1. An optical disk apparatus comprising:

a cabinet, having an opening portion;

a tray, insertably and drawably held to and from the cabinet and brought in and out to and from the opening portion; and

a motor, provided at the tray and holding an optical disk and driven to rotate;

wherein a distance from an end of the opening portion to a rotational center of the motor in a state of maximally drawing out the tray is smaller than a radius of the optical disk having a maximum diameter capable of being mounted to the motor.

2. The optical disk apparatus according to claim 1, wherein:

the cabinet includes a rail guide portion,

the tray includes a rail portion, and

the tray is held by the cabinet insertably and drawably by sliding the rail guide portion and the rail portion.

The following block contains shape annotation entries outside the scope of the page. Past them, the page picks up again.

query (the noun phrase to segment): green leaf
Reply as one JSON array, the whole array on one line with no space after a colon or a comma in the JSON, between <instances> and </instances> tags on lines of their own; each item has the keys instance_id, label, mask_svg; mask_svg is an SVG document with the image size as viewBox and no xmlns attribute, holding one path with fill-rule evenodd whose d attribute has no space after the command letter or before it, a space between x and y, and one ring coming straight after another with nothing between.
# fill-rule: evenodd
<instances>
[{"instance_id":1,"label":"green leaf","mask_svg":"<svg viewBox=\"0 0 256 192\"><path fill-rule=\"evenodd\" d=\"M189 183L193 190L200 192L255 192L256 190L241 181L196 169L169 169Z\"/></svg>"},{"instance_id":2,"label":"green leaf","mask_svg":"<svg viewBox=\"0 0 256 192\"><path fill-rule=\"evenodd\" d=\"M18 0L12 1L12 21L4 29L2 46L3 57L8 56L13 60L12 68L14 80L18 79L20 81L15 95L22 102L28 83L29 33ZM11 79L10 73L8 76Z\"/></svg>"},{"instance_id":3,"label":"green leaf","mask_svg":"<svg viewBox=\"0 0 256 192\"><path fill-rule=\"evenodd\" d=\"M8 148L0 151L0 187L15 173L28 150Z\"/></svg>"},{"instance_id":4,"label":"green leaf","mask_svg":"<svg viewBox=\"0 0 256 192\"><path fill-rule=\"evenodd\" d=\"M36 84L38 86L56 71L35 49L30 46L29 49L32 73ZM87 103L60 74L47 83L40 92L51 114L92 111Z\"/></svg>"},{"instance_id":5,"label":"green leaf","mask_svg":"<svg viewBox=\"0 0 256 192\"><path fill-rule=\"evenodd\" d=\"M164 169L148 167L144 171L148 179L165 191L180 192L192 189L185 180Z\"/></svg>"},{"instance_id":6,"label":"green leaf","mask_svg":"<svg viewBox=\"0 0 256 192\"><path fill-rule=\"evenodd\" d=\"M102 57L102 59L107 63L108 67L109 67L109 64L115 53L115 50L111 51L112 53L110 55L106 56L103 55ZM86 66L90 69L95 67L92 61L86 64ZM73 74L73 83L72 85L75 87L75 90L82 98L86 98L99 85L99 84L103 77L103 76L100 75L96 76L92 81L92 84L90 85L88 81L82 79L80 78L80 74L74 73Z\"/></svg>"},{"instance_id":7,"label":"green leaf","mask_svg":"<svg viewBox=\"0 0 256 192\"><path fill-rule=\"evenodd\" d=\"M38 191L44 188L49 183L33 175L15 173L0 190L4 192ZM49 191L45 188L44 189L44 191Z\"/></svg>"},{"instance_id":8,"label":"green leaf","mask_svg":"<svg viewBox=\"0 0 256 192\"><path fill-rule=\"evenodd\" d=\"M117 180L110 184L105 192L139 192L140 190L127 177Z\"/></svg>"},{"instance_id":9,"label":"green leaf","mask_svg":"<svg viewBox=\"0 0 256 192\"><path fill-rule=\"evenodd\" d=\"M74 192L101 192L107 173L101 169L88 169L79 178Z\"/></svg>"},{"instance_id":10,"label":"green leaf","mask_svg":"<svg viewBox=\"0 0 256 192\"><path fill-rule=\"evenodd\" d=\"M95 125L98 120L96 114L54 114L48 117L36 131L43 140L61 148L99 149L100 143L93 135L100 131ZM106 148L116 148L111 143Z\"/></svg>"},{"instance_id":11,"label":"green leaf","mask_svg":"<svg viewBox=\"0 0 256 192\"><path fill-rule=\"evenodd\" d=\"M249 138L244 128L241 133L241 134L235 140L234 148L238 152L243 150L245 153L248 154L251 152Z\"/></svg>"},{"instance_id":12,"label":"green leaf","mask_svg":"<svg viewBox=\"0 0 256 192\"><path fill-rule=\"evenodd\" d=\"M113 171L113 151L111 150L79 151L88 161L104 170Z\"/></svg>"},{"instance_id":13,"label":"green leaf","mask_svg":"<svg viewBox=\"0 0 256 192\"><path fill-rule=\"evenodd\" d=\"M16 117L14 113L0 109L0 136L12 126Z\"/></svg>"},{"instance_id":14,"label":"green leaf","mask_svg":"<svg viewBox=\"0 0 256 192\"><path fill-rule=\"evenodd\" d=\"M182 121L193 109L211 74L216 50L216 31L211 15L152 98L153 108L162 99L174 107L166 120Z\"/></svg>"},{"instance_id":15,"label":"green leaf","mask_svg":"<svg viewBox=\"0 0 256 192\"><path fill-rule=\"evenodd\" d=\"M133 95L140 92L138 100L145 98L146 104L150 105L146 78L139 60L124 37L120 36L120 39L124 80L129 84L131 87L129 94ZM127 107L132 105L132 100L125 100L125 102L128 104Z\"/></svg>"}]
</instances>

3. The optical disk apparatus according to claim 2, wherein the rail portion is constituted separately from the tray and is fixed to the tray.

4. The optical disk apparatus according to claim 1, wherein the tray includes a recessed portion on a side of the cabinet in a direction of being drawn out.

5. The optical disk apparatus according to claim 1, wherein the tray includes a recessed portion recessed in a direction of a rotating shaft of the motor on a side of the cabinet in a direction of being drawn out.

6. The optical disk apparatus according to claim 1, wherein the tray includes a portion increasing a distance between the tray and the optical disk held by the motor having the maximum diameter capable of being mounted on a side of the cabinet in a direction of being drawn out.

7. The optical disk apparatus according to claim 1, wherein a distance between the tray and the optical disk held by the motor and having the maximum diameter capable of being mounted is increased as proceeding to a side of the cabinet in a direction of being drawn out.

8. The optical disk apparatus according to claim 1, wherein the tray includes a recessed portion recessed to the motor on a side of the cabinet in a direction of being drawn out.

9. The optical disk apparatus according to claim 8, wherein a portion of the optical disk held by the motor and having the maximum diameter capable of being mounted extrudes from the recessed portion.

10. The optical disk apparatus according to claim 1, wherein the tray includes a notched portion on a side of the cabinet in a direction of being drawn out.

11. The optical disk apparatus according to claim 10, wherein a portion of the optical disk held by the motor and having the maximum diameter capable of being mounted extrudes from the notched portion.

12. The optical disk apparatus according to claim 1, wherein a portion of the optical disk held by the motor and having the maximum diameter capable of being mounted extrudes from an end portion of the tray on a side of the cabinet in a direction of being drawn out.

13. The optical disk apparatus according to claim 12, wherein a circuit board provided at inside of the cabinet and the tray do not overlap each other in a direction of a rotating shaft of the motor in a state of containing the tray in the cabinet.